When Janet Jackson released Unbreakable, it must have seemed that the weight of the Jackson Family was on her shoulders. After a prolonged period of seclusion in some far away kingdom and a few failed relationships later, only the occasional gossip rag would remind us that the second most popular Jackson was once a media force to be reckoned with.
Just Like Old Times
Janet’s carefully planned comeback included a reunion of sorts with her original hit making collaborators: Jimmy Jam and Terry Lewis. Over the years Janet kept ahead of trends by refining and in some cases inventing them, much like Madonna. While not as influential as Madonna, her star was rising just as quickly as the ’90s began. That juggernaut slowed down or was less obvious by the time 2008’s Discipline was released. For anyone but her most devoted fans, Janet had become almost irreverent in the new R&B (pop) landscape dominated by the Beyoncés and Rihannas, of the world. For Janet, Unbreakable had a two part mission.
To Be Unbreakable You Must Be Invincible
Unbreakable was similar to Michael Jackson’s Invincible in that after a hiatus, it was an effort to reestablished and remind listeners why their respective brand of Jackson was so special in the first place. Both albums reaffirmed a modern and mature stage of either artist’s career against a history of youth oriented pop. Janet even names drops her brother’s under rated album in her attempt to move on creatively.

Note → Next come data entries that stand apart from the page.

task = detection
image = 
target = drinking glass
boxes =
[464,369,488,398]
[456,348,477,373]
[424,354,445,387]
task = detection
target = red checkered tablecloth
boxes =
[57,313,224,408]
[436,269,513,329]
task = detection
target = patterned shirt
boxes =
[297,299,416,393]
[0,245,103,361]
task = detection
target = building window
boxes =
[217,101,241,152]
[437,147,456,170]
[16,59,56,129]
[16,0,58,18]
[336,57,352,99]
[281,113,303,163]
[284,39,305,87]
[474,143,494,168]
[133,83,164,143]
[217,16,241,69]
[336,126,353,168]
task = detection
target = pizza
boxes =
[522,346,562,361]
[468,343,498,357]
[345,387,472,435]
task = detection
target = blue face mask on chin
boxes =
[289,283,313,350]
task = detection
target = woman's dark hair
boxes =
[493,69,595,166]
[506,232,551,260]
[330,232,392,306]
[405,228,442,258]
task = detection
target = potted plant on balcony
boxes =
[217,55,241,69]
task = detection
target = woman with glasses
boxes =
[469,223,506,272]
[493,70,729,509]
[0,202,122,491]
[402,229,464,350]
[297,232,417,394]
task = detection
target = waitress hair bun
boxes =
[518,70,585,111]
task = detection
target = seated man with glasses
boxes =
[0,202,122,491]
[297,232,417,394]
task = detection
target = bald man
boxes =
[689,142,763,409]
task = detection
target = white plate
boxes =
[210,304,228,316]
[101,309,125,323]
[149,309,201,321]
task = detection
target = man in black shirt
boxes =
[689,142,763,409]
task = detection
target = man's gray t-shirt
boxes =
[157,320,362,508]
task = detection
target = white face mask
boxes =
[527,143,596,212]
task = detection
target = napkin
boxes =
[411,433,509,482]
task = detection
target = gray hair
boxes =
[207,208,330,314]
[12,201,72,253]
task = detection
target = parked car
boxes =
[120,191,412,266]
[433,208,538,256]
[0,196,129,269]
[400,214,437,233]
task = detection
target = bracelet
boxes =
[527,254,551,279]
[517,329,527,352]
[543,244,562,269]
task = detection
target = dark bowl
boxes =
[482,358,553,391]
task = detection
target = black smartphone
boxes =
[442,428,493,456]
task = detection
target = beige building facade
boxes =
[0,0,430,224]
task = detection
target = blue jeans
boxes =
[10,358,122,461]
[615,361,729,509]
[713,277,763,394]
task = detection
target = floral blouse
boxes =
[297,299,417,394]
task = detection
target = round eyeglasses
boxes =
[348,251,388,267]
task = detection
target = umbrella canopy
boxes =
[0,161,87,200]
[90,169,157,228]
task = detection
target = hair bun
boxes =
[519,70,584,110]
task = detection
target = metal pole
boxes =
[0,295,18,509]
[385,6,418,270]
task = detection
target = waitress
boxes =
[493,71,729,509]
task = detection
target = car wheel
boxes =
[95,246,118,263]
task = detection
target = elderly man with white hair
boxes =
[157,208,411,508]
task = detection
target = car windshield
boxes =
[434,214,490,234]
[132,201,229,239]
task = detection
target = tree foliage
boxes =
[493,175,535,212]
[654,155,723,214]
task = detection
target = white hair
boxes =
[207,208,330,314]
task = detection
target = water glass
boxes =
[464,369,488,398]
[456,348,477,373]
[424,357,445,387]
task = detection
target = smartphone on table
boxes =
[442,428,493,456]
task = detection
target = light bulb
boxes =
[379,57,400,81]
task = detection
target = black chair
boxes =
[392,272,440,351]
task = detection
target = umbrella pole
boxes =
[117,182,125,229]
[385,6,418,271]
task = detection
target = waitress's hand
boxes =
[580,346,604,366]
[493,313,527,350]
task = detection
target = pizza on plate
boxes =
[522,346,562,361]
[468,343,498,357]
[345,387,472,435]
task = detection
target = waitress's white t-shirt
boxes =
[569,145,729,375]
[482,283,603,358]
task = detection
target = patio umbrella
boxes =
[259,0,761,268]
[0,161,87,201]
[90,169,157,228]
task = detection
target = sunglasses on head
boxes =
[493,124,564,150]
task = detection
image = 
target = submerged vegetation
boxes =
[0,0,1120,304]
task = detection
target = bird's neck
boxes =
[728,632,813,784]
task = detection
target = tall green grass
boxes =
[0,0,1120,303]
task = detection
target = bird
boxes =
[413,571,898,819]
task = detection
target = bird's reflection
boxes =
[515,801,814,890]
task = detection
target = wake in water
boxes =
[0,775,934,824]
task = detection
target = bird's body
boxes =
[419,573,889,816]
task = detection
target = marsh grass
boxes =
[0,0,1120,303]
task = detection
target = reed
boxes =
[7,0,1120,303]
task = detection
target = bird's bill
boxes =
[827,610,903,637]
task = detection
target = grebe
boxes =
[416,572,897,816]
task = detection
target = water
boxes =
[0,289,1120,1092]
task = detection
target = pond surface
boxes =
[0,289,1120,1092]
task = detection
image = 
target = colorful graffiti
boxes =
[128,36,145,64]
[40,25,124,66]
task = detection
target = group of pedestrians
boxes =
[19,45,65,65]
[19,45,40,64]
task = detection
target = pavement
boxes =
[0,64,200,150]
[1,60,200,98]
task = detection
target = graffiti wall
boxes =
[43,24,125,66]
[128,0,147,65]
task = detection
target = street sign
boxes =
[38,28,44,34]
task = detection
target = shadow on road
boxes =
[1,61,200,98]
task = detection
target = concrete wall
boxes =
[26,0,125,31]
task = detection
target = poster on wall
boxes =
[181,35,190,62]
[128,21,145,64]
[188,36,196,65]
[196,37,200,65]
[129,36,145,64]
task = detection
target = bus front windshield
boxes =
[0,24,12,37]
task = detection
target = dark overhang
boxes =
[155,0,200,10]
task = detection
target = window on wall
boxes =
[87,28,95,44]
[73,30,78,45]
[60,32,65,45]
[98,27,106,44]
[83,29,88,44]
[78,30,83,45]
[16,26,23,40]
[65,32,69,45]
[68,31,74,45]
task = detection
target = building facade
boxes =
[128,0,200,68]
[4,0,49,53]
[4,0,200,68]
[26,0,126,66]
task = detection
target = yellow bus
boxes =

Unlike Michael’s Invincible, no controversy surrounds Janet so Unbreakable is free to be discovered on its own merits. Both albums are especially noteworthy in that they faced extreme obstacles from either lack of promotion (Invincible) or possibly too much of it (Unbreakable) in a digital world where everything is expected to be streamed for free. Talk show host Wendy Williams even went as so far to discourage Janet’s comeback stating that she would not be prepared for a music world where (free) streaming would give her art away. Fortunately Janet did not heed Williams’ advice.
The Evolution of Ms. Jackson
For Janet we see her now as a fully evolved woman in the suburbs of middle age. With such distinction, a more mature approach to song writing has separated her from her younger peers. Fortunately for fans of Ms. Jackson, age does not quell her desire to try new things, as Unbreakable is the most innovative album from Janet since 1997’s The Velvet Rope.
In addition to covering various dance and pop styles, Unbreakable manages to place Janet back in the forefront of pop in a way that keeps her timeless yet relevant.
The tracks like Missy Elliot’s “Burnitup!” sound very ‘now’ and could stamp this collection to a particular time, but a number of classically Jacksonesque songs like “Promise” and “Night” sound both timely and timeless.
Of equal importance to Janet’s evolution as an artist is that of the production duo that made her a star. Jimmy Jam and Terry Lewis often save their flagship production styles for Janet and on Unbreakable the duo’s touch is most evident on one of the album’s most impressive tracks “No Sleep”, the album’s first single.
In addition to covering various dance and pop styles, Unbreakable manages to place Janet back in the forefront of pop in a way that keeps her timeless yet relevant. The track listing is nearly epic, but never settles into conformity or gives the impression of filler.
The pressure as the last working Jackson might have been immense, but Janet has made a mature recording with all of her savvy intact. Still, it’s comforting to see an artist who is is approaching 50 that can still dazzle audiences of any age.